A question about intermediatePersistPeriod in Kafka Indexing service and few other questions

  • In kafka based indexing does this property (defaults to 10m ) imply a local persist of segments and the offsets every 10 minute ? And if that node was to be restarted the ACTIVE phase will take the nearest persist into consideration ?

  • In real time querying do local persisted segments on peons ( if I am understanding the presence of these properties correctly ) have a memory based replica or are they pull into memory on request ?

  • Apart from lowering the timeDuration, are there any pointers to making the queries on Peon faster ( apart from reducing partitions which in our cases not an option)

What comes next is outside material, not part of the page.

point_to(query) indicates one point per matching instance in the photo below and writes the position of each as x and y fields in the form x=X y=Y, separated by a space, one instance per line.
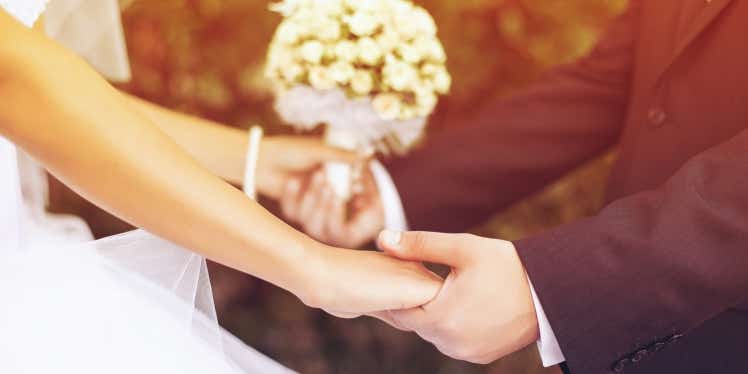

Any other pointers to making real time querying leaner and faster will be appreciated.

Is there any feedback. We had an issue where we saw this when we resubmitted a job ( we remove a single dimension )

Note that our strategy is equalDistribution.

When we resubmit the ACTIVE tasks immediately switch to PUBLISH and new ACTIVE are almost immediately introduced. Note that our strategy is equalDistribution and thus we see the new ACTIVE tasks not taking off from the PUBLISHED lastOffset/ We resume that the offsets are persisted to remote lookup at the end of the PUBLISH task and that makes sense as that marks a subset of kafka stream as complete from start to finish. Tasks will persist there offsets to the local FS every 10 minutes but without affinity the new ACTIVE tasks cannot retrieve the local last offset of the last ACTIVE job and thus use the stale offsets in the remote lookup.

This leads to a exception when the new ACTIVE ( the ones that got redistributed to a new node loosing affinity ) tasks are ready to PUBLISH.

io.druid.java.util.common.ISE: Transaction failure publishing segments, aborting

Note druid recovers by restarting the job to use the remote offsets.

Is this what we should expect and if yes does “fillCapacityWithAffinity” potentially solve the issue ?